Desde los días de su soñada infancia, un joven Leopardi se refugiará entre los setos, con la mirada dirigida hacia ese infinito, desde su condición de prisionero de tensionantes silencios, miradas esquivas y reproches. Su deseo se plasma en el acto liberador que trasciende los horizontes, que busca el punto de encuentro de otras geografías y que confirma, simultáneamente, la fragilidad y la soledad del hombre. Un Leopardi que desde ya niño, a espaldas de las miradas de la silueta de las centinelas, dialoga con la luna, quien será su fiel interlocutora en su silenciosa presencia.
Desde su mezquina y beata Recanati, desde ese medio familiar que se mide por actos de cobarde prudencia, el joven Giacomo encontrará en la voz de su nuevo mentor y maestro, Pietro Giordani, la posibilidad de abrirse hacia otras tierras, movido por una incesante escritura. Y serán las ciudades de Roma, Florencia, Nápoles, tras los enfrentamientos con el medio familiar -un celoso padre, una despótica madre - los esperados escenarios de un despertar tardío; que lo podrá llevar a degustar en soledad, sabiéndose amado, su tan añorada copa de helado, pese a los consejos médicos.

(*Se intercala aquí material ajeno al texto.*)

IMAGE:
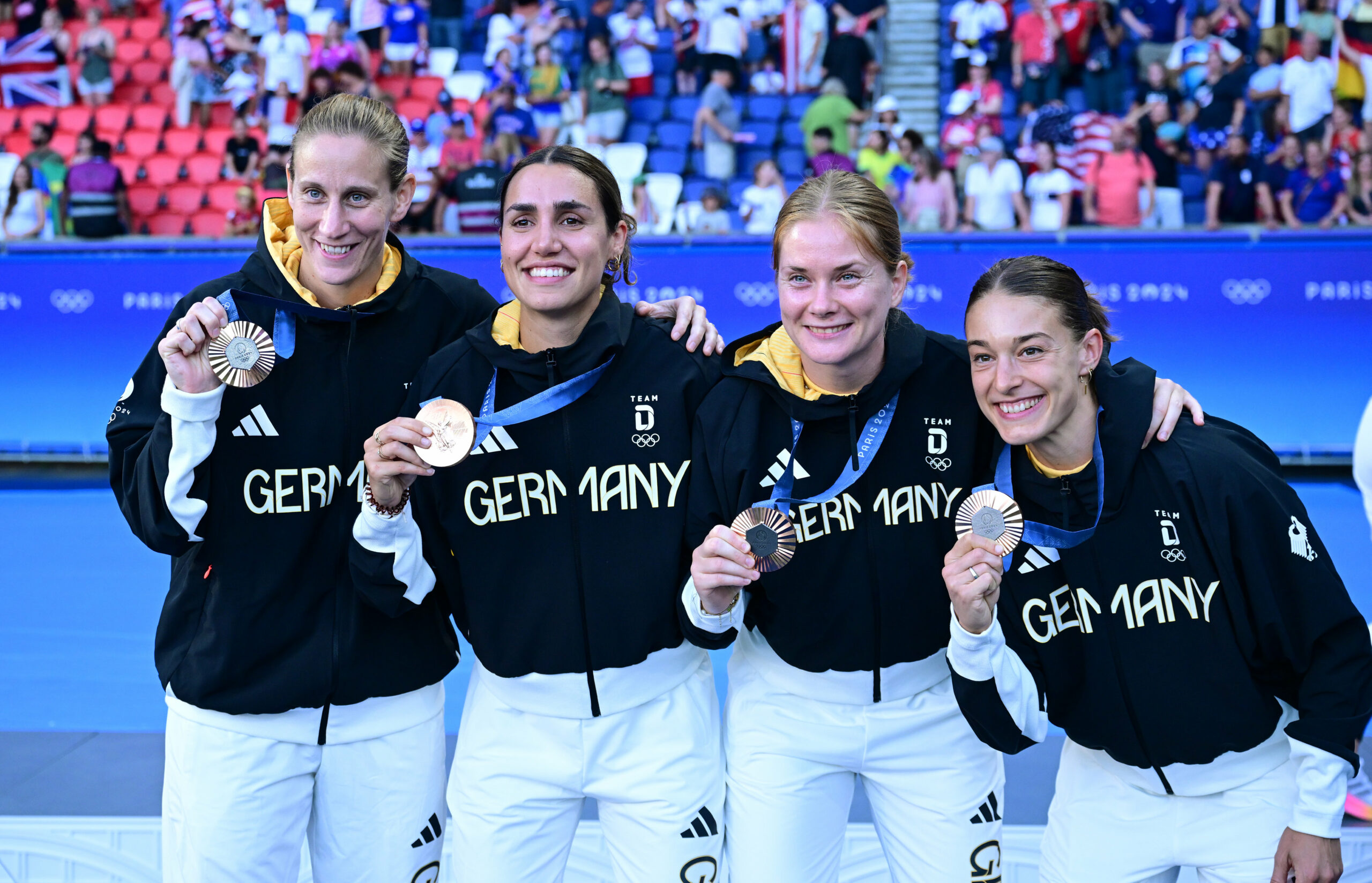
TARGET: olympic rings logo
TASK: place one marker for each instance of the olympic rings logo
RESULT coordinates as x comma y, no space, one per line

Una reconstrucción a la manera de un tiempo de evocaciones, en esos espacios de la Italia de hoy que mantiene vivos sus días del pasado en cada uno de sus rincones, es la que nos ofrece hoy, generosamente, este realizador de mediana edad, que, en el momento del estreno del film recordó a la prensa que "la unidad de Italia nació en la mente de los poetas". Y ya desde los tiempos de Dante, admirado por nuestro amado Giacomo, el sueño de la unidad italiana estuvo presente en numerosos humanistas.
Leopardi sueña él también, como tantos que lo precedieron con ese sueño que se anima en sus escritos. Desde su habitación en Recanati, desde el salón de la biblioteca de su padre, el Conde Monaldo, el joven Leopardi desea escapar de los estados pontificios y pensar en la Italia unida. No pudo llegar a vivir este momento, falleció, dolido por la enfermedad, agonizando, en Torre del Greco y días después en Nápoles, un 14 de junio de 1838. Faltaban algunos años todavía para alcanzar el deseo de estos poetas.
En ese último gran período de su vida, luminoso e igualmente melancólico, Giacomo Leopardi conocerá en Florencia, en 1830, a quien pasará a ser el gran amigo de su vida, Antonio Ranieri; ese joven al que no dejará nunca de admirar, y a través del cual vivirá sus "propias" historias de amor. Ranieri le brindará esa fuerza y vigor, ese carácter de hombre libre y amante, que Leopardi no reconocía en sí mismo. Junto a su hermana Paolina, Antonio Ranieri será el auténtico amigo que lo comprenderá hasta más allá del final de su última hora. Y en la base de la escultura fúnebre de su amigo Giacomo, Ranieri hizo tallar los tres símbolos de los antiguos: la lámpara; el pájaro de Minerva: el búho y la serpiente rodeada por un círculo.
En el inolvidable y sublime film de Mario Martone, dejamos al poeta ante el temblor del Vesuvio, frente al cual Leopardi nos hará llegar algunos de los versos de ese poema escrito en la primavera de 1836, en la soleada Torre del Greco: "La ginestra o la flor del desierto". En ella se ausculta el puro acto de un sentir filosófico ante la dimensión cósmica que despierta en el irrefrenable grito de la Naturaleza. Y la finitud, la soledad, la lucha interna de nuestra condición humana.